Here’s an email exchange I participated in last night with my brother-in-law, Richard:

Why, you whipper-snappers, back in my day if you wanted to
network computers you had to run a cat-5 ethernet or RS232 serial
cable to a terminal device and hook that into a router or
terminal server and hook that into a server running some flavor
of UNIX using X-Windows – unless you wanted to run Windows 3.1 in
which case you had to use [something] like Novell or Lan tastic.

You had Cat-5? We never had it so easy! When I was younger we had
to run coax to all our computers – serially! Non of this sissy
star-configuration stuff like we have today.

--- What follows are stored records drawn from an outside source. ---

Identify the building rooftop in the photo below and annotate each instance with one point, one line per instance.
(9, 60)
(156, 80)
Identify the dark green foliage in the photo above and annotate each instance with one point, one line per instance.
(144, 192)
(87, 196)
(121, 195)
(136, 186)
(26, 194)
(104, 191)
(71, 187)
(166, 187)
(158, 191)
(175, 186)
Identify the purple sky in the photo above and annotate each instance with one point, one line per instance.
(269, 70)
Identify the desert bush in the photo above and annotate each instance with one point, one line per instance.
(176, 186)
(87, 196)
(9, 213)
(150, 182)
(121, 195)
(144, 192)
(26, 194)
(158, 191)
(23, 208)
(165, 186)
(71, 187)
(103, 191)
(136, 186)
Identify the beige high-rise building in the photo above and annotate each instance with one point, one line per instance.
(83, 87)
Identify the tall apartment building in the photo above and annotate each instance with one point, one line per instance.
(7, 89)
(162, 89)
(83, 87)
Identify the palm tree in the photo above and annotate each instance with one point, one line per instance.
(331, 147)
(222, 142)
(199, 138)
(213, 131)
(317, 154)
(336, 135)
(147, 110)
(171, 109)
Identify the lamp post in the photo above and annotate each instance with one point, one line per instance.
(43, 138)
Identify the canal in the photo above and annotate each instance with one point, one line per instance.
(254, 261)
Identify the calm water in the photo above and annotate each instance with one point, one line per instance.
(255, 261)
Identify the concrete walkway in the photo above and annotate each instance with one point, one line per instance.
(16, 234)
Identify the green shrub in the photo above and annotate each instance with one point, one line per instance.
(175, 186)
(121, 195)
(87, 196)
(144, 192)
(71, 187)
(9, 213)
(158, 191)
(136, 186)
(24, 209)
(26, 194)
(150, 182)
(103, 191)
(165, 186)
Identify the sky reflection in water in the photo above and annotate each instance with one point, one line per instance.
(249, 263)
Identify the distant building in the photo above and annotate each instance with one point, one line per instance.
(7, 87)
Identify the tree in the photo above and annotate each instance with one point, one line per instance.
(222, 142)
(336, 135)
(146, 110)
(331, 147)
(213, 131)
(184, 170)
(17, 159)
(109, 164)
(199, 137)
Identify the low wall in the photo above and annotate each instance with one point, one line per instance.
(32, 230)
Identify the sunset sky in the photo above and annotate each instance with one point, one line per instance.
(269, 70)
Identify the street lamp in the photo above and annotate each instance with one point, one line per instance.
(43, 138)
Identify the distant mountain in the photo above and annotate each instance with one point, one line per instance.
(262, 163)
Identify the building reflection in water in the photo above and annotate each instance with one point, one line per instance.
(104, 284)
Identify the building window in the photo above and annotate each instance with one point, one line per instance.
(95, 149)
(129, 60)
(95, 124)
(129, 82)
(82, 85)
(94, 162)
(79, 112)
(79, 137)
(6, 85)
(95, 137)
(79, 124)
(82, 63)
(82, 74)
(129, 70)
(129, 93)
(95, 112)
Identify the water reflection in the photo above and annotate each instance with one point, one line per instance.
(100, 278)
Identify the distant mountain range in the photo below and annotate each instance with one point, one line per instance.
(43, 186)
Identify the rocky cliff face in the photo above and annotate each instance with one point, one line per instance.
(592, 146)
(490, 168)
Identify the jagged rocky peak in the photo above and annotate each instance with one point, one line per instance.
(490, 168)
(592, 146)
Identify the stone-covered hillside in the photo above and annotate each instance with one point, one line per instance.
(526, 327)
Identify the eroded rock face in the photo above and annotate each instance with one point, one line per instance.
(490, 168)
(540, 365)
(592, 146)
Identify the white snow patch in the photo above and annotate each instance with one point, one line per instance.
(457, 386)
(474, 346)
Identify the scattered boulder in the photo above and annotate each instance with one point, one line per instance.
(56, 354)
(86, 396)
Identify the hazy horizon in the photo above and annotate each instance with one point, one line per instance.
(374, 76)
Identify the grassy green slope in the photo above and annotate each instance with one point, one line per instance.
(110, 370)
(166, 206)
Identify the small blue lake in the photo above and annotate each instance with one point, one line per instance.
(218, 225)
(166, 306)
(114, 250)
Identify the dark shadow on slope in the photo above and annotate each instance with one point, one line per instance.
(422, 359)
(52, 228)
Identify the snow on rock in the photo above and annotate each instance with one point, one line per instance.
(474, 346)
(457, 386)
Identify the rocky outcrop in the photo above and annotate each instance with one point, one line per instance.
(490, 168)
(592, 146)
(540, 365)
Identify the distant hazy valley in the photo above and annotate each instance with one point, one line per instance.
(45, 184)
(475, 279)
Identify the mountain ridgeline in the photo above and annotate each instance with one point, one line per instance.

And then we had to hook them up to an AUI adapter. On a good day we
could get a 10Base-T connection to the server, and that was shared
by the whole company. These were connected via hubs too, which do
not isolate traffic.

And we were GLAD we had that! Before we got the 10Base-T, we had to
carry our files from one computer to another on 5 1/4″ floppy

5 1/4″ floppy disks! You were lucky! We had to use punch cards and store them in a shoebox in the middle of the road!

You had punch cards! We had to hand assemble our code and punch it into the machine in hexadecimal. Once we got it debugged we were allowed to burn it into an EPROM, but until then, we had to punch it in every time we wanted to run it.

We would have KILLED to have a box of punch cards we could store in the road.

Hexadecimal! You were lucky! We had to convert Roman numerial data using a Mesopotamian binary abacus to translate the code into ASCII (or EBCIDIC for you IBM’ers) and pipe it thru a 300 baud acoustic coupler just to get our ENIAC’s tubes hot enough to keep our coffee warm. Well, it was just muddy water but it was coffee to us!

You had a Mesopotamian abacus! Ours was Phoenician, and it wasn’t even binary – it was base-zero! And back then no one had ever heard of ASCII or EBCIDIC – we didn’t even have an alphabet until we invented our own!

And you tell that to the young people of today and they won’t believe ya, nope!